Earlier this month the Securities and Exchange Commission (SEC) released its semi-annual regulatory agenda listing its priorities at the proposed rule stage, final rule stage and long-term priorities. Besides being evident on the wide range of responsibilities our industry’s chief regulator has even during a time when tolerance for new regulations is low and unwinding existing ones is high, the agenda is a very good resource for identifying issues and subsequent events that have or will impact market structure. While it is too early to finalize a 2018 ‘Top 5’ list of events that effected market structure, our industry has experienced a lot this year and as we approach the halfway mark, now is a good time to reflect on some of these regulatory and non-regulatory events. Consistent with our approach we continue to work closely with Williams & Jensen and with our Committees to develop our thinking around these developments. We are actively engaged with The Hill, the Commission and FINRA, and seek your ideas and input.
Listed Options Market – Q1′ 2018 & February 5th Activity
A record amount of contracts – nearly 1.4 billion – were cleared in the first of quarter of 2018, and on Feb. 5 the U.S. stock market experienced its largest ever decline for a single trading day with the Cboe Volatility Index, VIX, closing at 37, up over 250%. The operational performance of the listed options markets on Feb. 5 was sound and impressive, with the volumes lending credence that the breadth of investors who find these instruments attractive has broadened. These combined factors should capture the attention of regulators and be a positive catalyst for addressing some of the industry’s concerns on such micro-market structure issues as: the calculation on risk weighted assets (RWAs), concentration of clearing brokers and market makers, fragmentation and potential overly burdensome costs associated with CAT.
Transaction Fee Pilot
At a March 14 open meeting, the SEC voted unanimously to propose a rule under Regulation NMS to “conduct a Transaction Fee Pilot
for NMS stocks to study the effects that transaction-based fees and rebates may have on…order routing behavior, execution quality, and market quality.” While it was no surprise that the SEC would propose such an action in the aftermath of the 2016 recommendation of the SEC Equity Market Structure Advisory Committee (EMSAC) to conduct a pilot, the amount of securities involved (3 buckets of 1,000 securities each) and a no-fee scenario caught some by surprise. The deadline for comment letters is later this month, but the impact of this event is already being felt as participants debate where the conflicts of interest rooted in transaction fees exist, and whether a lower fee cap coupled with proposed, but not yet implemented, order handling disclosures is a better option than an outright ban. Regardless, the proposed pilot is an example that, as markets evolve, unintended consequences appear. As recently noted by Liquidnet’s Adam Sussman, “the primary rationale for the access fee cap (in 2005) was to prevent market centers from abusing the protected quote status to extract high fees.” Today, it is more about conflicts of interest and the impact on routing customer order flow in an environment of never anticipated sub-penny commissions.
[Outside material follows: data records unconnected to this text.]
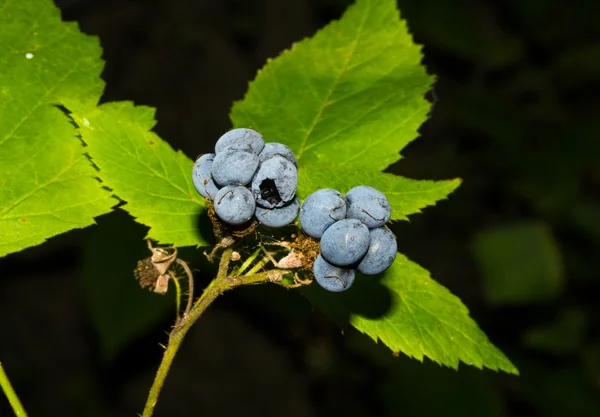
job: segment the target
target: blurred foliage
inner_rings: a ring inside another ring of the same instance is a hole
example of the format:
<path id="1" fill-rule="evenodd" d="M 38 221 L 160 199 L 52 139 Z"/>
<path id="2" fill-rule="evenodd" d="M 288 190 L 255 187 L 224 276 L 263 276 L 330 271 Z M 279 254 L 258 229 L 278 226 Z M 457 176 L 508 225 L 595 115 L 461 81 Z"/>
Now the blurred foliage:
<path id="1" fill-rule="evenodd" d="M 548 228 L 538 222 L 482 230 L 473 256 L 491 305 L 555 299 L 564 282 L 562 258 Z"/>

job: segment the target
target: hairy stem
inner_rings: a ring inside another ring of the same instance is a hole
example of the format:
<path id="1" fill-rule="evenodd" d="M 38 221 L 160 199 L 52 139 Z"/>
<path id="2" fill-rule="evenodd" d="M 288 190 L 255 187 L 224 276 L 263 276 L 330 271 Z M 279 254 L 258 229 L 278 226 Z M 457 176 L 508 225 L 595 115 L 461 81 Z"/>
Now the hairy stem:
<path id="1" fill-rule="evenodd" d="M 142 417 L 151 417 L 154 412 L 154 407 L 158 401 L 160 390 L 165 382 L 165 378 L 171 368 L 171 363 L 181 346 L 183 338 L 187 334 L 192 325 L 200 318 L 202 313 L 206 311 L 209 305 L 225 291 L 239 287 L 241 285 L 262 284 L 270 281 L 270 275 L 267 272 L 253 275 L 245 275 L 241 277 L 233 277 L 228 275 L 229 260 L 231 258 L 231 249 L 225 249 L 221 255 L 219 271 L 217 277 L 206 287 L 200 298 L 194 303 L 187 316 L 183 316 L 181 321 L 173 328 L 169 335 L 169 343 L 163 354 L 162 361 L 156 372 L 154 382 L 150 388 L 146 406 Z M 273 271 L 270 271 L 271 273 Z M 277 271 L 275 271 L 277 272 Z"/>
<path id="2" fill-rule="evenodd" d="M 15 392 L 12 385 L 10 384 L 10 381 L 8 380 L 8 376 L 6 375 L 6 372 L 4 372 L 4 367 L 2 366 L 1 362 L 0 362 L 0 387 L 2 388 L 2 391 L 4 391 L 4 394 L 6 394 L 6 398 L 8 398 L 8 402 L 10 403 L 10 406 L 12 407 L 15 415 L 17 417 L 27 417 L 27 413 L 25 412 L 25 409 L 23 408 L 23 404 L 21 404 L 21 401 L 19 401 L 19 397 L 17 397 L 17 393 Z"/>

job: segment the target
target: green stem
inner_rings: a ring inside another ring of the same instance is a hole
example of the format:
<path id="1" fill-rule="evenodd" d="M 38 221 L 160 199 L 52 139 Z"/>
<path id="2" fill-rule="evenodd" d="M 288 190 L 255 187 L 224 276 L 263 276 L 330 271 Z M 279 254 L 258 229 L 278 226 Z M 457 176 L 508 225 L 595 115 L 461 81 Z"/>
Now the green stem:
<path id="1" fill-rule="evenodd" d="M 179 346 L 183 338 L 187 334 L 192 325 L 200 318 L 202 313 L 206 311 L 209 305 L 225 291 L 231 290 L 241 285 L 260 284 L 269 282 L 269 275 L 266 272 L 254 275 L 245 275 L 242 277 L 228 276 L 229 260 L 231 258 L 231 249 L 225 249 L 221 255 L 219 264 L 219 272 L 217 277 L 206 287 L 200 298 L 196 301 L 187 317 L 183 317 L 181 322 L 173 328 L 169 336 L 169 343 L 163 354 L 162 361 L 156 372 L 154 382 L 150 388 L 148 399 L 142 417 L 151 417 L 154 412 L 154 407 L 158 401 L 160 390 L 165 382 L 165 378 L 171 368 L 171 363 L 179 350 Z M 273 272 L 273 271 L 271 271 Z"/>
<path id="2" fill-rule="evenodd" d="M 2 363 L 0 362 L 0 387 L 2 387 L 2 391 L 6 394 L 6 398 L 8 398 L 8 402 L 12 407 L 15 415 L 17 417 L 27 417 L 27 413 L 23 408 L 23 404 L 19 401 L 19 397 L 17 397 L 17 393 L 13 389 L 10 381 L 8 380 L 8 376 L 6 376 L 6 372 L 4 372 L 4 367 L 2 367 Z"/>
As recently noted by Liquidnet’s Adam Sussman, “the primary rationale for the access fee cap (in 2005) was to prevent market centers from abusing the protected quote status to extract high fees.” Today, it is more about conflicts of interest and the impact on routing customer order flow in an environment of never anticipated sub-penny commissions.
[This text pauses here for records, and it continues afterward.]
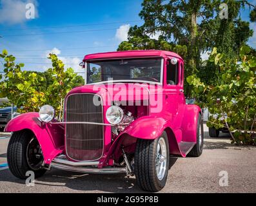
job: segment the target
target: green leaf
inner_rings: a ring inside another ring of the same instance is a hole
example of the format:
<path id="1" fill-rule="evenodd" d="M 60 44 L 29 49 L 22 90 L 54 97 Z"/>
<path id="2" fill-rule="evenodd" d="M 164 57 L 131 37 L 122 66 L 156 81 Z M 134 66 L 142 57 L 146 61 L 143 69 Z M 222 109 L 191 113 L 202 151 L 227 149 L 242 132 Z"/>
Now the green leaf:
<path id="1" fill-rule="evenodd" d="M 241 48 L 241 52 L 242 55 L 248 54 L 251 52 L 251 49 L 248 46 L 243 46 Z"/>
<path id="2" fill-rule="evenodd" d="M 217 48 L 214 47 L 213 49 L 212 50 L 212 55 L 215 55 L 215 53 L 217 53 Z"/>
<path id="3" fill-rule="evenodd" d="M 4 55 L 8 55 L 8 52 L 7 52 L 7 50 L 3 50 L 3 54 Z"/>

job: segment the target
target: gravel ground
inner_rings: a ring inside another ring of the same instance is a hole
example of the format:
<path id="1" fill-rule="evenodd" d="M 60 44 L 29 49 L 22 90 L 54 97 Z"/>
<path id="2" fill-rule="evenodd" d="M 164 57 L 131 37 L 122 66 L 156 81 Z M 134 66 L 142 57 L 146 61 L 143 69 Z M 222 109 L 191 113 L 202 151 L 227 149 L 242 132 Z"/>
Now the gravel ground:
<path id="1" fill-rule="evenodd" d="M 165 187 L 160 192 L 256 192 L 256 147 L 230 144 L 226 134 L 209 138 L 204 125 L 202 154 L 172 158 Z M 0 133 L 0 165 L 6 163 L 9 135 Z M 221 171 L 228 173 L 228 186 L 220 186 Z M 53 169 L 28 187 L 25 180 L 0 167 L 0 192 L 141 192 L 134 177 L 99 175 Z"/>

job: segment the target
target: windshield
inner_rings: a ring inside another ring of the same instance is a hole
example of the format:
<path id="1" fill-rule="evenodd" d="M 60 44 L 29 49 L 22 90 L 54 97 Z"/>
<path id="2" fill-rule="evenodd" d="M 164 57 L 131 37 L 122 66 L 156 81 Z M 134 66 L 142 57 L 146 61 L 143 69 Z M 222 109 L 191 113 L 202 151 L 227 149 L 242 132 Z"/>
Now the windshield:
<path id="1" fill-rule="evenodd" d="M 108 80 L 160 82 L 161 71 L 161 58 L 89 61 L 87 84 Z"/>

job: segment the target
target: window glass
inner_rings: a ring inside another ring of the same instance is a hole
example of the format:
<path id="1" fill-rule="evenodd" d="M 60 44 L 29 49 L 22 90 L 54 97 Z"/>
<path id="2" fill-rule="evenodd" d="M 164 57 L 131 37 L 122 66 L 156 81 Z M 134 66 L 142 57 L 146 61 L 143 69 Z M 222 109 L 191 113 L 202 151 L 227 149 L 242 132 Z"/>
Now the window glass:
<path id="1" fill-rule="evenodd" d="M 168 85 L 177 85 L 179 83 L 178 63 L 172 64 L 168 61 L 166 70 L 166 84 Z"/>

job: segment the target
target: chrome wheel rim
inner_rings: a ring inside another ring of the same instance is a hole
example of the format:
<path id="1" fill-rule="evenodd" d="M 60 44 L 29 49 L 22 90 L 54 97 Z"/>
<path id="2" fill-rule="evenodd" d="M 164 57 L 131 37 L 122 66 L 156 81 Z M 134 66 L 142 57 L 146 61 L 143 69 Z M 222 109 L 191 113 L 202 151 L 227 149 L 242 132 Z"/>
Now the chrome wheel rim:
<path id="1" fill-rule="evenodd" d="M 161 137 L 157 143 L 157 154 L 155 157 L 155 169 L 157 178 L 161 181 L 166 171 L 166 144 L 162 137 Z"/>

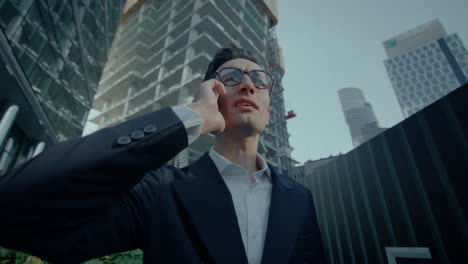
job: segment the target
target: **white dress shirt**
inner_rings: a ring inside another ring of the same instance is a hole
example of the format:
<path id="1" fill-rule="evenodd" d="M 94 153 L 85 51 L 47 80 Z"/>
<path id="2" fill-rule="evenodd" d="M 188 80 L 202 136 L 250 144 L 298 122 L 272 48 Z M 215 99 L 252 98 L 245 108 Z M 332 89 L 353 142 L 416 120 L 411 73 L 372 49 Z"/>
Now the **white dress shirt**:
<path id="1" fill-rule="evenodd" d="M 186 106 L 176 106 L 173 110 L 184 123 L 189 144 L 192 143 L 200 136 L 203 119 Z M 214 149 L 209 156 L 231 193 L 247 259 L 250 264 L 261 263 L 273 186 L 270 169 L 260 154 L 257 154 L 257 164 L 261 169 L 251 175 Z M 250 176 L 255 179 L 253 183 Z"/>

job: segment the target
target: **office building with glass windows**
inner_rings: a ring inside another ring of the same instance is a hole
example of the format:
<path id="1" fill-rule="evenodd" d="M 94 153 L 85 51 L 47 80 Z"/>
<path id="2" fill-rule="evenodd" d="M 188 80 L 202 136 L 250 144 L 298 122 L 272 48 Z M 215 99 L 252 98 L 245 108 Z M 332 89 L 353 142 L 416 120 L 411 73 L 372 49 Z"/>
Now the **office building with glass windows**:
<path id="1" fill-rule="evenodd" d="M 457 34 L 448 35 L 439 20 L 383 43 L 388 76 L 408 117 L 468 81 L 468 53 Z"/>
<path id="2" fill-rule="evenodd" d="M 101 78 L 90 122 L 112 126 L 156 109 L 193 100 L 214 52 L 229 42 L 259 54 L 281 86 L 276 1 L 133 1 L 126 7 Z M 290 168 L 282 88 L 271 95 L 271 119 L 259 152 L 281 171 Z M 186 166 L 214 143 L 200 137 L 173 161 Z"/>
<path id="3" fill-rule="evenodd" d="M 0 1 L 0 175 L 81 136 L 124 3 Z"/>
<path id="4" fill-rule="evenodd" d="M 468 262 L 466 102 L 468 84 L 295 171 L 314 197 L 327 263 Z"/>
<path id="5" fill-rule="evenodd" d="M 342 88 L 338 90 L 338 96 L 354 147 L 385 130 L 385 128 L 379 127 L 372 105 L 366 102 L 361 89 Z"/>

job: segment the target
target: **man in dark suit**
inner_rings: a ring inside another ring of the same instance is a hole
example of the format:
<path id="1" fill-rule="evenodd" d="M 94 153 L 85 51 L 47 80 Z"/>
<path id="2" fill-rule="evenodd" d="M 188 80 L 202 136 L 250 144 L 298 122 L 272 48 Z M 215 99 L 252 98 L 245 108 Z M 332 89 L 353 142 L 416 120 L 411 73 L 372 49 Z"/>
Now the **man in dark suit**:
<path id="1" fill-rule="evenodd" d="M 49 148 L 0 179 L 0 245 L 54 263 L 136 248 L 145 263 L 324 263 L 311 193 L 257 153 L 272 87 L 230 45 L 192 104 Z M 209 153 L 165 165 L 211 131 Z"/>

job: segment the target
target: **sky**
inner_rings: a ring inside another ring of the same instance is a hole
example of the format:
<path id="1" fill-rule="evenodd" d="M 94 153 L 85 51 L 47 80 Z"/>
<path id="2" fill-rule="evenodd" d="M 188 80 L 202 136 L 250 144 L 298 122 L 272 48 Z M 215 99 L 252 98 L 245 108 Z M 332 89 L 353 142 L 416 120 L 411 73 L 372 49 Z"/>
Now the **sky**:
<path id="1" fill-rule="evenodd" d="M 403 120 L 383 61 L 383 41 L 438 18 L 468 45 L 467 0 L 278 0 L 277 38 L 292 158 L 303 163 L 352 150 L 337 91 L 360 88 L 381 127 Z"/>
SEC Fixed Income Market Structure Advisory Committee (FIMSAC)
On April 9, at what was only its second meeting of the full FIMSAC, a recommendation for a pilot program
to “study the market implications of changing the reporting regime for block-size trades in corporate bonds” was approved and now is left to the SEC to determine next steps, if any. Regardless of whether the SEC moves forward or not, fixed income and FIMSAC’s work will be a priority for the SEC in 2018.
Equity Market Structure Symposium – SEC Chairman Jay Clayton Keynote
In their addresses and Q&A that followed at an April 10 event, SEC Chairman Jay Clayton and SEC Trading & Markets Division Director Brett Redfearn laid out the SEC’s agenda for equity market structure. After recognizing and giving support for the U.S. Treasury Department’s Capital Markets Report, Chairman Clayton stated the Commission’s specific equity market structure topics will be: market structure for thinly-traded securities, access to markets and market data, and regulatory approaches to addressing retail fraud as it pertains to digital assets and penny stocks. As a means to obtain industry feedback on these topics, the Commission will hold a series of Roundtables, each of which will garner much attention.
Roundtable on Thinly-Traded Securities; UTP Gets a Look and ETPs Get their Own Table
On April 23, the SEC held a roundtable with a wide range of industry participants to help determine if targeted changes should be made to optimize the market structure for thinly-traded securities. Following a recommendation in the U.S. Treasury Department’s Capital Markets Report that companies be allowed to forfeit Unlisted Trading Privileges (UTPs) thus providing them control on where their shares trade was debated in the context as to whether the liquidity challenges for these companies is “spatial” or “temporal.” Regarding Exchange-Traded Products, the SEC recognizes that this group may need a look given that 73% of the 2,100 listed ETPs trade less than 100,000 per day as compared to only 42% of non-ETP listings.